Я покрутил этот вопрос у себя в голове. «Мне не плевать», — сказал я. Сказал про себя. И еще мне хотелось добавить: «Раньше у меня была по шкале счастья единица. Теперь шестерка. Мне уже лучше».
Я подумал о Рафаэле. Какую бы цифру он назвал? Я представил, как он говорит: «Девятка. У меня девятка по шкале счастья». Затем представил, как он обращается к Келли: «Это неправда — то, что ты говоришь о счастье. Счастье — самая важная вещь на свете». И почему я вижу Рафаэля, говорящего с группой? Все-таки тяжело меняться.
2
Я решил пройтись, и ноги принесли меня к дереву Рафэля. Дереву, которому он дал имя Зак. Я внимательно рассмотрел его. Погнутое и жутко скрюченное. Но очень красивое. Мне пришла в голову мысль, и я вернулся в кабинку за альбомом.
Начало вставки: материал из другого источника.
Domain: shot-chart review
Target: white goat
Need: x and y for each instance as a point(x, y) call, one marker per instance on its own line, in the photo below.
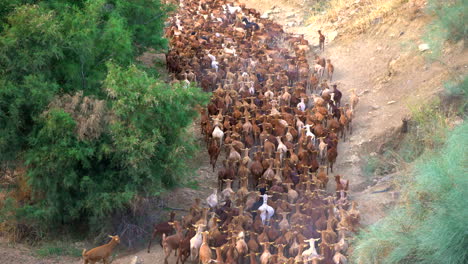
point(266, 211)
point(196, 241)
point(311, 251)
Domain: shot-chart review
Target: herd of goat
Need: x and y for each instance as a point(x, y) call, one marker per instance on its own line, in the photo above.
point(279, 122)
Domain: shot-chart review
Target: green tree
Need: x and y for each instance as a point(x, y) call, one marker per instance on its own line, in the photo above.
point(133, 145)
point(93, 130)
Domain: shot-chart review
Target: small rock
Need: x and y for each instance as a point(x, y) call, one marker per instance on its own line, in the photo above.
point(266, 14)
point(364, 92)
point(332, 35)
point(423, 47)
point(290, 15)
point(376, 21)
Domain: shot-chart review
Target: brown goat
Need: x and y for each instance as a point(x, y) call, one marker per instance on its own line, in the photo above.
point(162, 228)
point(100, 253)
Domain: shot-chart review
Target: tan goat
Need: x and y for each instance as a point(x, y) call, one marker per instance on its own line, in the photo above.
point(100, 253)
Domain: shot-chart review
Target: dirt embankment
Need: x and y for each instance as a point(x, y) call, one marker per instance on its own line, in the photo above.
point(383, 63)
point(389, 73)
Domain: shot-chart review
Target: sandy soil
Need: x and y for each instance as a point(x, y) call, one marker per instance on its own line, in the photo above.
point(385, 68)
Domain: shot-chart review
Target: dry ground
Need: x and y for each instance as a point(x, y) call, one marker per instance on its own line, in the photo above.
point(383, 65)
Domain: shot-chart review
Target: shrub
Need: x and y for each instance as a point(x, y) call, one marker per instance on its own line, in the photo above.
point(92, 131)
point(81, 170)
point(429, 225)
point(449, 23)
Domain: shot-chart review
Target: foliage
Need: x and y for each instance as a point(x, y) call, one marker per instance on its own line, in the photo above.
point(59, 249)
point(429, 225)
point(139, 152)
point(449, 24)
point(92, 131)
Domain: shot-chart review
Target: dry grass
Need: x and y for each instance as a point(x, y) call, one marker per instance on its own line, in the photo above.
point(90, 114)
point(356, 16)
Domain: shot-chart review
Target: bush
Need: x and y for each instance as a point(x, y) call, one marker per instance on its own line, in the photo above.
point(88, 159)
point(449, 23)
point(92, 132)
point(429, 225)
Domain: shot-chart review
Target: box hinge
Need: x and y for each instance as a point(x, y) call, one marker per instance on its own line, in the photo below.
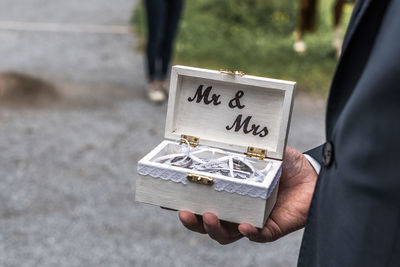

Все утро я провел перед деревом, рисуя и рисуя, пока не закончил картину.
Я пошлю ее Рафаэлю.
Я лег на землю и посмотрел в небо. Я был счастлив, сам не знаю, почему. Но в то же время мне было страшно. Может, меня страшило счастье? Или может, мне было страшно, потому что я не знал, куда идти после того, как уйду отсюда? Куда мне идти? Домой? Одному? Я не знал, как жить одному.
У меня есть тетя, — вспомнил я. Мамина сестра. У нее, как и у мамы, агорафобия. У нее очень милый дом, из которого она никогда не выходит. Я ничего не знаю о ней кроме того, что она не очень-то любит людей. Я встречался с ней только раз. Мы навещали ее, когда я был еще ребенком. Она взглянула на меня, потом на маму и сказала: «Что ж, по крайней мере у него нет блох». Так и сказала.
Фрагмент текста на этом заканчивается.